Putting it All Together
The basic workflow for adding H-alpha to a nightscape image is to first capture your normal RGB color light frames with no additional filters, then keep your same framing, put on the narrowband filter, and take additional H-alpha frames. When shooting with an H-alpha filter, everything on your camera screen will look red, and much less light is passing to the sensor, so you may want to increase the ISO a bit to see anything on the back of the screen. I would aim to get at least as much total imaging time on H-alpha as you did in RGB, but often more time spent on H-alpha is beneficial.

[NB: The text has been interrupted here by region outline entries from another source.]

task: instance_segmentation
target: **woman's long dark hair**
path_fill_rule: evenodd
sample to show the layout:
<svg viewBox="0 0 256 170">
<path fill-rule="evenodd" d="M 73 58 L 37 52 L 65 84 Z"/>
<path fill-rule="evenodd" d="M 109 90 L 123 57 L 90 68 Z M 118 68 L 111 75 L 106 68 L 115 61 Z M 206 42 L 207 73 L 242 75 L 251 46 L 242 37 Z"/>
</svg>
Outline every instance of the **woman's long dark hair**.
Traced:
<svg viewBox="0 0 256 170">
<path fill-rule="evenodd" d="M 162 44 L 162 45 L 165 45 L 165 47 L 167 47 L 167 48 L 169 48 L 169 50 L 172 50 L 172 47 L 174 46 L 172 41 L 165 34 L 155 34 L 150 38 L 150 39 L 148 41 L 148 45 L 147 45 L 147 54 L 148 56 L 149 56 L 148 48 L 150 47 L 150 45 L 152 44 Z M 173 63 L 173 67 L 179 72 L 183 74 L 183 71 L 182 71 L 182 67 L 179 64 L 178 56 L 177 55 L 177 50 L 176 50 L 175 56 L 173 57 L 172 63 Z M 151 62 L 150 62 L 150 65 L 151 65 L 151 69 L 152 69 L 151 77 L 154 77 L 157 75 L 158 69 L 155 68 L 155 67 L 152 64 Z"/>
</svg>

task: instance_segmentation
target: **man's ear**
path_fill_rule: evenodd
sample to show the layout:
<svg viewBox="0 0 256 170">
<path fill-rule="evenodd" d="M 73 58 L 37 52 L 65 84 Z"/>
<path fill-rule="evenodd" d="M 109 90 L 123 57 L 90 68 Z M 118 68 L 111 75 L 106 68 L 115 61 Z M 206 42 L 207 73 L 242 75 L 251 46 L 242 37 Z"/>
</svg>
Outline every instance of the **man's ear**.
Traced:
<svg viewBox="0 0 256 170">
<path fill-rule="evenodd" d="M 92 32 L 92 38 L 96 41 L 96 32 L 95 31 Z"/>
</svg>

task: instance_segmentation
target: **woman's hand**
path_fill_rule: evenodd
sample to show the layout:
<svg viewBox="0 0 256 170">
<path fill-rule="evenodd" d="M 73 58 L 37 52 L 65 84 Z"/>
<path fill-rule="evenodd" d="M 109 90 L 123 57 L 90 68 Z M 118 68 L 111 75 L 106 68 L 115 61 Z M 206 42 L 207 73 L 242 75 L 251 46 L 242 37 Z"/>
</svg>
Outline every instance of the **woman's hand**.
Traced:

You will then take your calibration frames and bring everything into your stacking program of choice. I use Astro Pixel Processor, which has an easy option to separate the light frames by type, so I bring both RGB and H-alpha in and assign them to different filters. I then calibrate and stack them and select the option to stack each filter separately. I am left with a final integration for all the RGB frames and another for the H-alpha frames, but they are registered to each other, meaning the stars on both are all aligned.
There are a few techniques to then combine the two together. The narrowband stack is converted to grayscale since it is monochromatic, and we will add it to the red channel. Users of Pixinsight will often use pixel math to separate the RGB image into its color component and then add the H-alpha data to the red channel with different algorithms. I have done this with success, but for nightscapes, I have found Photoshop to work well for this. You bring the RGB image and H-alpha image in as two layers. They are already aligned, and you then use layer blending modes to use the H-alpha image as a mask to add red to the underlying RGB image. This allows a lot of freedom to tweak the H-alpha image, control the amount of blending, and add the H-alpha color only where you want it.
Processing can get very involved, and there are many techniques, but this is the general workflow for incorporating H-alpha data. This technique gives the improved contrast of narrowband data with the natural colors from the RGB data. You would then process and blend your foreground image with the sky to create your final H-alpha-enhanced nightscape image.